/ 14 May 2013

Rise in carbon level reaches two-million-year high

Rise In Carbon Level Reaches Two Million Year High

The world has passed a critical threshold in the struggle to keep greenhouse gas emissions at a level that humans can survive.

The level of carbon dioxide in the atmosphere – the most widespread greenhouse gas – has been at the centre of climate negotiations for the last two decades. These have focused on reducing the level of carbon pumped into the atmosphere, mainly by the burning of fossil fuels for energy.

The urgency has been driven by measurements from the Mauna Loa research station in Hawaii at the end of last week that levels had hit 400 parts of carbon per million parts of air. Founded in 1958, it is the longest direct record of carbon concentrations in the air. Every other record comes from ice core samples and other natural recordings.

When it started working, levels were 318 parts per million (ppm). Two hundred years ago, just before the modern era kicked off with the Industrial Revolution, these were 280ppm.

Highest in two-million years
Carbon levels have not been this high in all the time humans have been around – the last time this level was reached was two-million years ago.

In the decades following the 1960s, the concentration of carbon grew at 0.7ppm a year. In the last decade this has accelerated to a 2.1ppm increase every year. The institution said this is clear evidence that human activity is increasing the rate of carbon.

And at the end of last week, levels hit 400ppm – meaning humans have increased levels by 30% in two centuries, a rate of increase that normally takes centuries.

Scientists, their findings collated by the intergovernmental panel on climate change, have said this has directly led to increasing global temperatures and accelerated climate change.
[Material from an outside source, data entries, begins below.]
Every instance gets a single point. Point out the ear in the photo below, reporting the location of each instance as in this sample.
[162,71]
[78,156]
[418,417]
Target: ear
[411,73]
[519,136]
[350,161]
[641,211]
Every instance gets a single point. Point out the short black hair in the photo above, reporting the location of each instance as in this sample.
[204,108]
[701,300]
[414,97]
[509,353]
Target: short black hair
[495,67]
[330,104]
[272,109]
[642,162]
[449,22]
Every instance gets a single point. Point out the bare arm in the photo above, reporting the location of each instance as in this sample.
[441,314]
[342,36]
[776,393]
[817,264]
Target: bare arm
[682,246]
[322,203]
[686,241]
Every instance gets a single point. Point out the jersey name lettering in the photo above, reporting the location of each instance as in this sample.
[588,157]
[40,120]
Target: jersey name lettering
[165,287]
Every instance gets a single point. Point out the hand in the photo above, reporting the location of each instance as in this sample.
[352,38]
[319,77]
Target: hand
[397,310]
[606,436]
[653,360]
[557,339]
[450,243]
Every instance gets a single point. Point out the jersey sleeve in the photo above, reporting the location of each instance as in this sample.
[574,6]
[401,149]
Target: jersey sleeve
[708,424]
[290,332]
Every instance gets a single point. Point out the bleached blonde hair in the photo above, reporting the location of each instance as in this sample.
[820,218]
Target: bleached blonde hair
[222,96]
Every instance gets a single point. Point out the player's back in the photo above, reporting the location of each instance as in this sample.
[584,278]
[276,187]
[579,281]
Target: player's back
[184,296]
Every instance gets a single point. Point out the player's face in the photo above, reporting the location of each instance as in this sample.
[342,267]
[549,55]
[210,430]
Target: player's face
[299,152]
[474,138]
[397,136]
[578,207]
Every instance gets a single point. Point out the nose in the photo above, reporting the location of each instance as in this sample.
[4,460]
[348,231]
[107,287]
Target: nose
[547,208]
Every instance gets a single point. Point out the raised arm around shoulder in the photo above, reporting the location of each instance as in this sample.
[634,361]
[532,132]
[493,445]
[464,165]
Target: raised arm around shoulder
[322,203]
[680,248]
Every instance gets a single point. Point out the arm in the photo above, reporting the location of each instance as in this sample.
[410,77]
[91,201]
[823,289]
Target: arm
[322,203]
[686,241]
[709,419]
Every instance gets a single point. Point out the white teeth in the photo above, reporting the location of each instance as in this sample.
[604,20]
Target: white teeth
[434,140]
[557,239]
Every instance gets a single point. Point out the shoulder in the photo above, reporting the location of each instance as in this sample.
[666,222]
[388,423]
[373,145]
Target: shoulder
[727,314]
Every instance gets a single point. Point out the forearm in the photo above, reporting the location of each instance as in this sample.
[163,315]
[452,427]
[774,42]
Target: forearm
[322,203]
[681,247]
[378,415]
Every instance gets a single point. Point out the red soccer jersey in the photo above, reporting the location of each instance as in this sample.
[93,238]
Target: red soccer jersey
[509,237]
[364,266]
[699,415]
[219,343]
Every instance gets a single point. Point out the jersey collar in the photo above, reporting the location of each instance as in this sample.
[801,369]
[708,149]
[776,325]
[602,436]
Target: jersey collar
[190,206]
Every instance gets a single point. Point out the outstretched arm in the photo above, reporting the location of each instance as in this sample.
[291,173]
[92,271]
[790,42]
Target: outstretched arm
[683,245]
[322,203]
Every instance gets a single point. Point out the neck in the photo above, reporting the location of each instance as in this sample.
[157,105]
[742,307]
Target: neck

Their latest report will be published later this year, but a copy was leaked last year and it is virtually certain that this is true.

Sceptics will deny this. But the World Meteorological Organisation said last year was the 27th consecutive year where global land and sea temperatures were higher than the average over the three decades before 1990. Last year was half a degree warmer than the average for those years.

It was the ninth warmest year since records began 160 years ago, it said. The 11 years from 2001 to last year were also all in the top 13 warmest on record.

​And what is worrying is that the most recent warming happened in spite of la niña – the ocean phenomenon which traditionally cools the oceans. Warm oceans expand, and they are 20 centimetres higher on average than in 1880.

People becoming refugees
Lord Nicholas Stern, head of the Grantham Research Institute on Climate Change, told the Guardian that a changing climate will lead to "hundreds of millions" of people becoming refugees. This will be driven by desertification and crop failure making their current homes unsustainable, he said.

"The trouble will come when they try to migrate into new lands, however. That will bring them into armed conflict with people already living there. Nor will it be an occasional occurrence. It could become a permanent feature of life on Earth," he said.

The institute has predicted that if business-as-usual levels of pollution occur, the levels of carbon in the atmosphere could hit 600ppm by the end of this century.

Jim Hansen, a climate scientist at Nasa, said the amount of pollution in the atmosphere traps enough extra heat in a day to be the equivalent of 400 000 Hiroshima-sized bombs going off. This heat warms everything.

At a 2°C increase, the planet can just about absorb the effects. This increase is virtually guaranteed by the 400ppm. Whereas, a 4°C rise becomes problematic for the computers modelling the change. The computers that do all the modelling cannot handle the number of chain reactions that occur. The reactions expected include: rain will either fall less frequently in much heavier doses, or dry up and push the expanding deserts; warmer oceans will create more storms, and rise as they expand and ice melts into them.

Each one of these has its own string of reactions.

Help the most vulnerable adapt
For rich countries the money is already there to assist people to adapt the possible reactions. But for the poor, the effects of a changing climate are already starting to devastate – changing rainfall patterns are destroying crops and forcing people to move to cities to look for work.

The Green Climate Fund is meant to help the most vulnerable adapt. Its budget is supposed to be $100-billion a year by 2020. It's still empty.

South Africa is the 13th largest emitter of greenhouse gases per capita in the world, with a total of half-a-billion tonnes a year. Almost half of this comes from Eskom and its coal power stations. Sasol is the second largest emitter. China emits 10-billion tonnes a year, with the United States nudging six-billion tonnes.

At the 2009 Copenhagen climate summit, South Africa pledged to reduce its carbon emissions by 34% by 2020. But this was voluntary, and reliant on assistance from other countries. Since then the climate summit in Durban two years ago set up a new roadmap to lowering global emissions. This is supposed to be agreed upon by 2015, and come into action by 2020.

One of the world's biggest climate change groups, 350.org, however said that emissions have to peak very soon and drop back down to this level. Current progress therefore lacks ambition and is too slow, it said. This is because the carbon already in the atmosphere will be there and affecting change for a long time to come.

Low carbon technologies
China and the US have traditionally blocked any binding resolutions on lowering carbon emissions. But  recently the country agreed to work together on the research and development of low carbon technologies. China has also started working with the European Union on a carbon trading scheme, which it said will make its economy more carbon efficient.

The year's big climate talks will be held in Poland, which has a similar reliance on coal power as South Africa. And leading up to this, talks have been held in Germany. Politicians there said that unlike in previous years there is a much greater focus on getting a global agreement in place and working by 2015. Christiana Figueres, head of the United Nations body running the process, said, "There is an increasing sense of urgency".

"With 400ppm carbon dioxide in the atmosphere, we have crossed an historic threshold and entered a new danger zone," Figueres warned.

"The world must wake up and take note of what this means for human security, human welfare and economic development. In the face of clear and present danger, we need a policy response which truly rises to the challenge," she said.